En l'espace de quelques jours, la Corée du Nord a procédé à un essai nucléaire, au tir de missiles balistiques et a déclaré se considérer en état de guerre avec la Corée du Sud. Il n'est pas encore question d'offensives armées à court terme, mais la Corée du Nord se montre particulièrement belliciste, se croyant, dans un délire nationaliste, capable d'affronter seule le monde entier. Son meilleur allié, la Chine, verrait ces mouvements d'un mauvais oeil. Elle ne fait pourtant pas grand chose pour les en empêcher. Les discussions à six entre les deux Corée, la Chine, la Russie, le Japon et les Etats-Unis sont très erratiques. Il y est surtout question d'aides à la population en échange d'apaisement de la part de la Corée du Nord en matière d'armement nucléaire. Il est pourtant difficile de croire que celle-ci abandonnera volontairement l'idée d'avoir sa propre bombe atomique.

Ces derniers soubresauts seraient la conséquence de l'affaiblissement physique du leader de la Corée du Nord, Kim Jong Il. Encore dépourvu d'héritiers, il chercherait à traverser cette passe politique délicate en montrant ses muscles au reste du monde, dans le but de faire diversion. La Corée du Nord ne peut attaquer la Corée du Sud ou le Japon avec des armes conventionnelles. Ce serait signer sa ruine immédiate : les Etats-Unis sont toujours présent au sud de la frontière, et sont prêts à agir en cas d'agressions dans ce genre. Si Kim Jong Il en prenait l'initiative, il verrait son pays envahi sans grande difficulté, et son règne prendrait fin rapidement. Avec la bombe atomique, la Corée du Nord s'exposerait tout autant, mais pourrait faire plus de dégât de son côté. Le rapport de force lui resterait encore défavorable, ce qui, rationnellement, devrait limiter la menace nord-coréenne en la matière. Mais en apparaissant comme un dictateur à moitié fou, que ce soit vrai ou non, Kim Jong Il montre qu'il est au dessus du sens commun, qu'il sera prêt à la destruction de son pays si cela peut l'arranger personnellement.
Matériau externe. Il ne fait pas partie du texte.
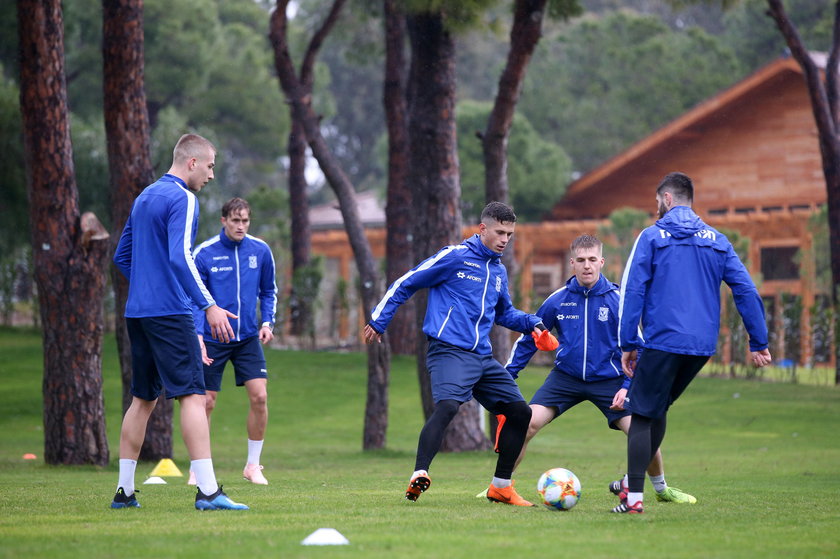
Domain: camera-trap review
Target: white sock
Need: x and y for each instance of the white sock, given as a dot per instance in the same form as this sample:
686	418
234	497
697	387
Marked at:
205	477
254	451
658	483
633	498
126	481
501	483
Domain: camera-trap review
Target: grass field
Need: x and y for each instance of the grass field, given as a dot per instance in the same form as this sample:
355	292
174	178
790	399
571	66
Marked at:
762	458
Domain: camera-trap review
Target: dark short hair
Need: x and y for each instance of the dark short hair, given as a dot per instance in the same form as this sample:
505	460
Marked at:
679	185
498	211
234	206
585	241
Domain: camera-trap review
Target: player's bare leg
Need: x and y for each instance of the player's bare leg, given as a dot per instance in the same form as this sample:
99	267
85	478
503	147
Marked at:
257	422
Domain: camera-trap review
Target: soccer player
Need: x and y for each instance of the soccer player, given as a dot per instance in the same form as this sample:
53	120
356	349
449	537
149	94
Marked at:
587	367
238	270
468	292
154	254
671	286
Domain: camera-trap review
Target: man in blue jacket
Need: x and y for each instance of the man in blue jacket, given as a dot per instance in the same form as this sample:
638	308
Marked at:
587	367
154	253
468	292
238	269
671	286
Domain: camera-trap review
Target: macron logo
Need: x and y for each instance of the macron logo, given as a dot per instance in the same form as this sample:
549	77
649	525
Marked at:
462	275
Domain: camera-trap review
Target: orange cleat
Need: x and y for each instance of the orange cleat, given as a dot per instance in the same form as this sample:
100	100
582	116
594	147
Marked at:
418	484
506	495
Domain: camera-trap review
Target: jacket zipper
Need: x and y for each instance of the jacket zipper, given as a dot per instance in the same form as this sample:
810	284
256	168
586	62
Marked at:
442	326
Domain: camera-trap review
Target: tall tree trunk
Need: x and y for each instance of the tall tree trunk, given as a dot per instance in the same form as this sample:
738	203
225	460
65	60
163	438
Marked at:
433	175
299	96
131	170
69	250
299	307
398	209
525	33
825	103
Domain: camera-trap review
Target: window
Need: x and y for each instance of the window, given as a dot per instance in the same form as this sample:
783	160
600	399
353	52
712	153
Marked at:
779	263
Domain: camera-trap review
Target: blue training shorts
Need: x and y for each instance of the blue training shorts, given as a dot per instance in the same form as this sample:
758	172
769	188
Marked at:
562	392
164	355
458	374
659	380
247	358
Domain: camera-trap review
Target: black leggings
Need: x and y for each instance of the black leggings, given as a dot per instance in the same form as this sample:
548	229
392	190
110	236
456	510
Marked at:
644	438
511	437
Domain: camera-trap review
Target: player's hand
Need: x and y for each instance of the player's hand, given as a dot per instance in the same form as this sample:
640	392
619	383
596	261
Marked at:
544	340
761	358
618	399
217	318
628	362
370	334
266	335
204	358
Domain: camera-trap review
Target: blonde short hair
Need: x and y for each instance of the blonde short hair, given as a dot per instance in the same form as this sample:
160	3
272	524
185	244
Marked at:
191	145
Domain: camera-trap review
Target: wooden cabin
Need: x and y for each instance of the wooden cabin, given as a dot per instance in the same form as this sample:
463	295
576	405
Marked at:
753	155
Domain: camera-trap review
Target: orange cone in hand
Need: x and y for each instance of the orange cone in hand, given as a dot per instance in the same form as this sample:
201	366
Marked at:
545	341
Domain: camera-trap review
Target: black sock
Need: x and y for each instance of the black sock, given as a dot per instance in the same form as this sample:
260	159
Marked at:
638	452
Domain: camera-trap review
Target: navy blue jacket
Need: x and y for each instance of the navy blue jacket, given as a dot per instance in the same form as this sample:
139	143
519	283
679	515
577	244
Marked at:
155	252
468	292
238	274
586	322
671	286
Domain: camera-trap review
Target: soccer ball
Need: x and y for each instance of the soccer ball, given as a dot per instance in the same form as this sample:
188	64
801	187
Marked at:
559	489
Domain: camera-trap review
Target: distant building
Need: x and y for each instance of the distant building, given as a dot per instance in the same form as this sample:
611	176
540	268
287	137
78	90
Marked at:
753	154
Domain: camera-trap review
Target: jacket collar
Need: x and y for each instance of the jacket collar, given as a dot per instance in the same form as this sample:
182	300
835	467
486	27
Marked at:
227	242
479	248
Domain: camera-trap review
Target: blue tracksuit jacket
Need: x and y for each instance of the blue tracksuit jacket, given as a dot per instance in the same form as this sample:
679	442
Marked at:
468	292
237	274
155	252
671	286
586	322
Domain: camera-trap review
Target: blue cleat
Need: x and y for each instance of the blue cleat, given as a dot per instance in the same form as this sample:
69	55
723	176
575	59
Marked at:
216	501
123	501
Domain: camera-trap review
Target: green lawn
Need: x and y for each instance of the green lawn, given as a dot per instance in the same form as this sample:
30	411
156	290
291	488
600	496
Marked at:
762	458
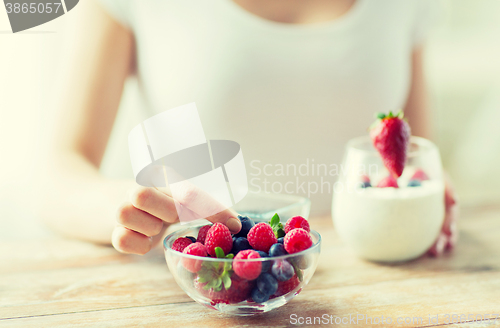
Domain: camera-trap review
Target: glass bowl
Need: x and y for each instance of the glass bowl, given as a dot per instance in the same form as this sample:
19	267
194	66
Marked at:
237	299
262	206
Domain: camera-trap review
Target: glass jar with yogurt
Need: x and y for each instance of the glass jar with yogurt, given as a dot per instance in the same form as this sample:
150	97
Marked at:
389	224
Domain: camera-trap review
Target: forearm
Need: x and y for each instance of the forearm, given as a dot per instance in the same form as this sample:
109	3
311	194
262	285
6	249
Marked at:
417	108
76	201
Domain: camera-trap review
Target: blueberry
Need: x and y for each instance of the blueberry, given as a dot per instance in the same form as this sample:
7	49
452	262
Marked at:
258	296
267	284
240	244
282	270
414	183
365	184
277	250
302	261
246	225
266	265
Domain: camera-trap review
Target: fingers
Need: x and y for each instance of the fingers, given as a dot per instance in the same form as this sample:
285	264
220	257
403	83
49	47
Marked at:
130	242
139	221
203	205
154	202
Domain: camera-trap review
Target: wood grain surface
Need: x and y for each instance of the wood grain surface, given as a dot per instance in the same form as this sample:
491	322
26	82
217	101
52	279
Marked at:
52	281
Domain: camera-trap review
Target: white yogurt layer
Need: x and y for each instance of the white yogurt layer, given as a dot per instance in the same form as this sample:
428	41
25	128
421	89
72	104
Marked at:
389	224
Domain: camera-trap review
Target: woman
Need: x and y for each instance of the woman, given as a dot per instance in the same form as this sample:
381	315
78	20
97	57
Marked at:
289	80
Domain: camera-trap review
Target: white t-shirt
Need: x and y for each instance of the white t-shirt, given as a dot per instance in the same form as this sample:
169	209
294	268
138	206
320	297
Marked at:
290	95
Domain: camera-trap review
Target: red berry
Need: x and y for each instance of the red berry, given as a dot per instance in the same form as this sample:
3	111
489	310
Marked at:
218	236
202	234
181	243
261	237
296	222
388	181
238	292
297	240
284	287
419	175
391	137
196	249
247	270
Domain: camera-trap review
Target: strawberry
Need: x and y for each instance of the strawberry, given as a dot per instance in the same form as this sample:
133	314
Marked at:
390	135
388	181
419	175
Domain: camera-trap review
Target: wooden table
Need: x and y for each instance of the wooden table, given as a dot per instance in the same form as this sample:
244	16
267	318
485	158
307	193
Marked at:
50	281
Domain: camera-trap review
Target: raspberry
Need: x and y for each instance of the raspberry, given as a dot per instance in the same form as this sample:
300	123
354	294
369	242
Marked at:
202	234
388	181
284	287
296	222
196	249
419	175
297	240
261	237
247	270
218	236
181	243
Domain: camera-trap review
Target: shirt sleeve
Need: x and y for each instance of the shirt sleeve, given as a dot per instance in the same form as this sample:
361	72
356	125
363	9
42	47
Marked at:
428	13
119	10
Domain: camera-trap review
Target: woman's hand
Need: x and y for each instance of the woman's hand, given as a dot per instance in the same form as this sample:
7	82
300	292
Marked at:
149	210
449	232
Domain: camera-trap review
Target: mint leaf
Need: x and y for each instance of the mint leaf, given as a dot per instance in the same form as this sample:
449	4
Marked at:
226	280
298	272
219	253
274	220
277	226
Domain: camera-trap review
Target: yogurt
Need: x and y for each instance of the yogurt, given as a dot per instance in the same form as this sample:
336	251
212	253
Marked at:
389	224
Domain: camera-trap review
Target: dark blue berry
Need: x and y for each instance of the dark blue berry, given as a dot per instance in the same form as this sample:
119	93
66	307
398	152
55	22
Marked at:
258	296
277	250
240	244
246	225
414	183
302	261
266	265
267	284
282	270
365	184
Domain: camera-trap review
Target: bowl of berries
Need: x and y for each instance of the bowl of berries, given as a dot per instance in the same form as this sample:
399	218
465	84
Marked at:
257	270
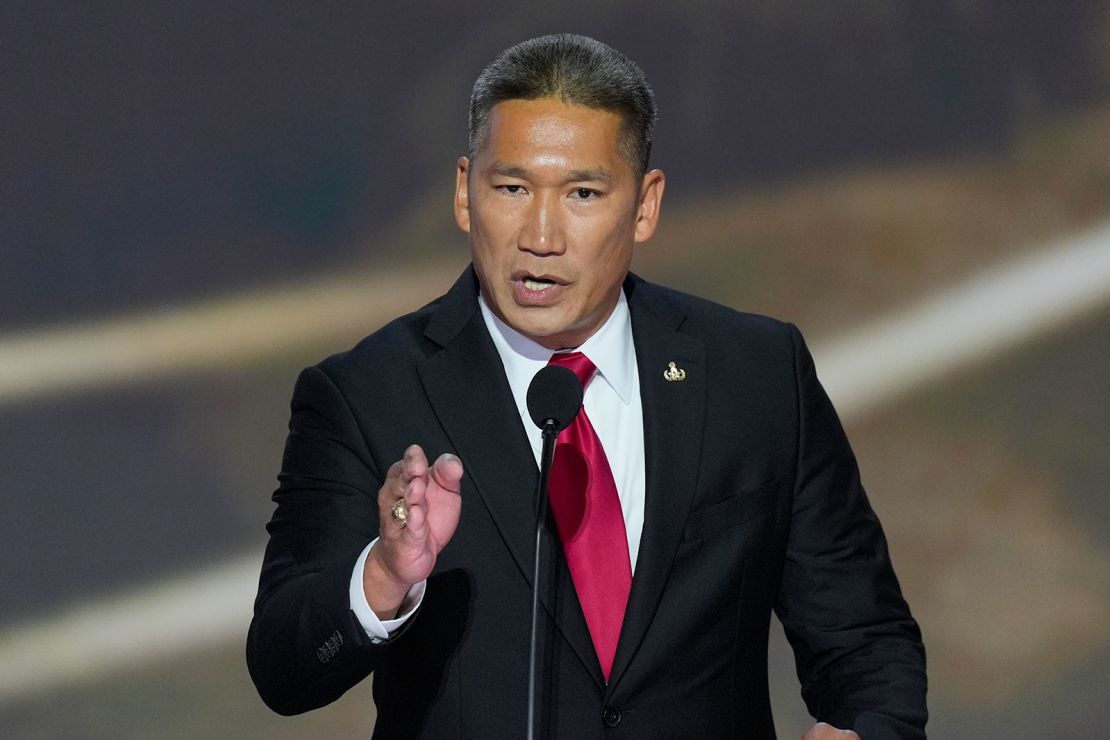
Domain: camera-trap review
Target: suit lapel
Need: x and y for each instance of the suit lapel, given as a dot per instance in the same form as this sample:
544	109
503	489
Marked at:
466	386
674	413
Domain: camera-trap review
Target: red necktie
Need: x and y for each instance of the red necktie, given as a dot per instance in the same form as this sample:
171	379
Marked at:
587	513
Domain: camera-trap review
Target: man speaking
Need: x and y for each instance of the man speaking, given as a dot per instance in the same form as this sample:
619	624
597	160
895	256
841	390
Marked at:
705	483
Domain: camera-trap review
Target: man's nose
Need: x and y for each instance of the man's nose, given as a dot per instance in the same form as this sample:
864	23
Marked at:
542	231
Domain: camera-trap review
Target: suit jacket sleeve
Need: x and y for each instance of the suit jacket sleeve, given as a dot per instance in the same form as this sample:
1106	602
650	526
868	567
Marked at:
305	647
857	648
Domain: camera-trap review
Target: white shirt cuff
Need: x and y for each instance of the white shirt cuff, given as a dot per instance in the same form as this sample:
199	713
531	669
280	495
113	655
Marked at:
379	629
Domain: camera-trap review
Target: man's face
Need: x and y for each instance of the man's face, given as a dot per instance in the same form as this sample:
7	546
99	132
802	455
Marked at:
553	209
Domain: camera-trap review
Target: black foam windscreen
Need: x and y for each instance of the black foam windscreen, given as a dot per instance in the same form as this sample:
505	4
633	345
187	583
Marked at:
555	395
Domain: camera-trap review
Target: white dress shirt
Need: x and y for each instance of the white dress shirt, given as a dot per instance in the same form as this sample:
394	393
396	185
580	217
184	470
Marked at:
612	402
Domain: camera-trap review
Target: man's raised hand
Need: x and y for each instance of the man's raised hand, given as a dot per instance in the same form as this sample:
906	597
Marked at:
427	506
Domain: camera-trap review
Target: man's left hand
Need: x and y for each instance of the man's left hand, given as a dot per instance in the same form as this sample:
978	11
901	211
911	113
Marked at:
825	731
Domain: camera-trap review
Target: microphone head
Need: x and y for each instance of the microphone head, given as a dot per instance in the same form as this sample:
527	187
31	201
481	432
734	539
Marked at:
555	395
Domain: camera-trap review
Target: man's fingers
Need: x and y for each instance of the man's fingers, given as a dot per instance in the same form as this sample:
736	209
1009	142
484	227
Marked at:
447	472
825	731
414	464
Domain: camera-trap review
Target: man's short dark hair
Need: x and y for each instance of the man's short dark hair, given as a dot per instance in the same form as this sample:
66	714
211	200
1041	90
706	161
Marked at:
577	70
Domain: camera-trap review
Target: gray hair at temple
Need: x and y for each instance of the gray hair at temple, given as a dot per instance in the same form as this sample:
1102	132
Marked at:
577	70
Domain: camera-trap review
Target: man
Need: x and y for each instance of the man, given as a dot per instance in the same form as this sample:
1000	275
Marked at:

Comme dans toute négociation, il essaie de profiter au maximum de sa marge d'incertitude, soit le champ de décisions qu'il peut prendre et qui importe à ses interlocuteurs. La Corée du Nord est tellement faible que seule la bombe atomique peut lui servir de carte à jouer. Et en la montrant par intermittence, il essaie d'en tirer le maximum.

Lors de son dernier voyage en Europe, Barack Obama s'était exprimé en faveur de l'élimination de toutes les armes nucléaires dans le monde. C'est en effet souhaitable. Mais bien peu réaliste. La puissance de la bombe atomique est telle qu'elle déséquilibre les rapports de force. Si un seul pays dans le monde en a la maîtrise, il est potentiellement le maître de la terre entière. C'est ce qui c'est vu lorsque les Etats-Unis ont fait plier le Japon en quelques jours sans envahir ses îles principales. Jusqu'à présent, c'est l'équilibre de la terreur qui a permis d'éviter que des armes nucléaires soient à nouveau utilisées. Leur possession est d'autant plus intéressante qu'elles sont rares, car cela voudra dire que les possibilités de ripostes seront moindres. En conséquence, que ce soient pour les grands pays, les petits pays ou les groupes terroristes, la possession d'armes atomiques restera à jamais une tentation séduisante pour servir ses propres intérêts. Et c'est exactement ce que fait la Corée du Nord.